Now it’s a bone bag, this skin
Containing other symbiotic organs as well
Sloshed a tad from their original moorings
“…to Mexico and I’m still…”
Leading me nose first into trouble and woe
“…willin’…”
And my friend’s glee and beauty
Begins to tire me and I wonder if I should
Bop him one
The morning dries off what’s left of last night’s rain
Sparing the occasional puddle
Providing flashes and sparkles
Reflecting clouds, sky and dark moods
I dreamed of a friend’s suicide last night
Must be the anniversary
Fifteen sixteen years at least
Seeing his body beautiful in its youth
Transformed to so much hideous sausage
Blue black bloated
Inflated purple
Ending whatever impossible pain
Acidic and unshared burning him from the inside
Putting out the fires
The desperate one
And the one that gave off light and warmth
Leaving the rest of us to wonder
What we could have done to help
For the rest of our lives
What do these puddles
That’ll be gone by noon
Have to reflect on that?
This morning a man knocked on the door and offered to cut down a dead tree in the front yard.
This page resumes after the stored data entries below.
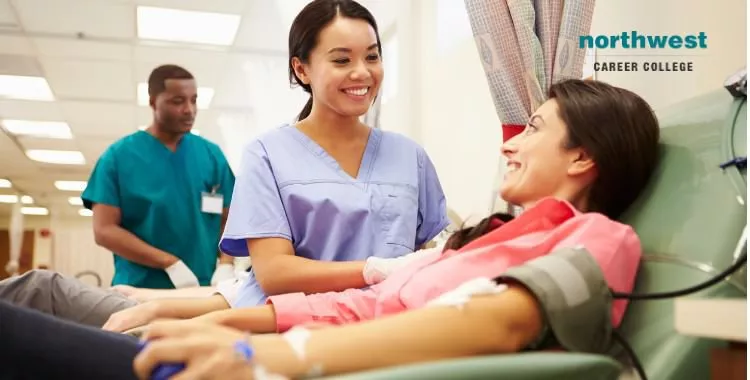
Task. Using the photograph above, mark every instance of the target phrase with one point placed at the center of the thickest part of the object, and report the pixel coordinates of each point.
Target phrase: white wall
(724, 22)
(70, 249)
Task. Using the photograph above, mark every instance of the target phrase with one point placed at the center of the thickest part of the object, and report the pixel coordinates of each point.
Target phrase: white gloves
(12, 267)
(378, 269)
(181, 276)
(222, 272)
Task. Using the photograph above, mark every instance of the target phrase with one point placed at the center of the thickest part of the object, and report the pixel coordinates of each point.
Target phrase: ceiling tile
(99, 118)
(93, 18)
(205, 65)
(271, 31)
(8, 19)
(85, 50)
(218, 6)
(16, 45)
(93, 148)
(47, 144)
(90, 80)
(30, 110)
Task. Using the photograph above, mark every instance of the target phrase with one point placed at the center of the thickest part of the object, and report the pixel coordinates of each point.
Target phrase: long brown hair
(620, 132)
(303, 35)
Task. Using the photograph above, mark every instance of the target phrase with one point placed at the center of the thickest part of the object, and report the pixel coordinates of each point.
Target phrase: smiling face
(539, 165)
(344, 69)
(175, 107)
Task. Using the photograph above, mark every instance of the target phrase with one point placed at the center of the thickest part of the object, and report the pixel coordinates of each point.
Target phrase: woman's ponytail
(305, 110)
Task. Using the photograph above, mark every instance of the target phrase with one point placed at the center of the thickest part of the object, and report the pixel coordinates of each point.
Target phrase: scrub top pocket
(398, 214)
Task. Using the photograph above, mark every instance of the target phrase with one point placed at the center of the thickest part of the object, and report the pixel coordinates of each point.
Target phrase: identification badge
(212, 203)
It was an old tree already quite big when I moved into this house more than a decade ago. Covered with leathery eye shaped leaves that used to spring enthusiastically from hundreds of straight vertical suckers, themselves supported by a half dozen hefty trunks. It reminded me of a mangrove tree though it really had little resemblance. The desert sometimes creates the need for water in my imagination and so water bound trees seem a natural extension. That’s just a guess though.
In spring it exploded with thousands of hand sized umbels transforming it into an undulating terraced landscape of white. They stank to my fine tuned New York schnoze, but others liked their perfume. Of course I’m right and they’re wrong. They stank pure and simple! After a week or so these stinky little flowers became zillions of berries the size of BB’s the color of dried blood.
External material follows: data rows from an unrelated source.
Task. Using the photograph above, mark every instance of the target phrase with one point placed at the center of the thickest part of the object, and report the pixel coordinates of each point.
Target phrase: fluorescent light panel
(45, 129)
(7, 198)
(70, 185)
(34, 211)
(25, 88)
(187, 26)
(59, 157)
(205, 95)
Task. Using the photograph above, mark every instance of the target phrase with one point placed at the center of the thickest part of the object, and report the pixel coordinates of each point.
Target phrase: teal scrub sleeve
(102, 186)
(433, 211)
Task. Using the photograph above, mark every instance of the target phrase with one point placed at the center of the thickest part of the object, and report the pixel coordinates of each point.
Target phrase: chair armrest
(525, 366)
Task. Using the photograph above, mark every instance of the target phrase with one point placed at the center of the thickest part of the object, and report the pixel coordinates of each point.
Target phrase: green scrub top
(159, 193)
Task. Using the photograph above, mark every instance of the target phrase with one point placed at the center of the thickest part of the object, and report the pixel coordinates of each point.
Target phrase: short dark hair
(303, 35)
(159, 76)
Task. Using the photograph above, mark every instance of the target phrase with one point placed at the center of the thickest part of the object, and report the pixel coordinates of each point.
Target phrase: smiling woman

Anyway the below zero freeze this past February killed it off, or rather ninety five percent of it. It also killed off most of the foliage around here as well as most of the cactus and palms. For awhile the city was brown which divided people into those who yanked everything up immediately and replanted from those who took a patient wait and see attitude. I was a wait and seer and after I saw that the tree wasn’t coming back took a waiting for Godot attitude. He’d fix it if anyone could!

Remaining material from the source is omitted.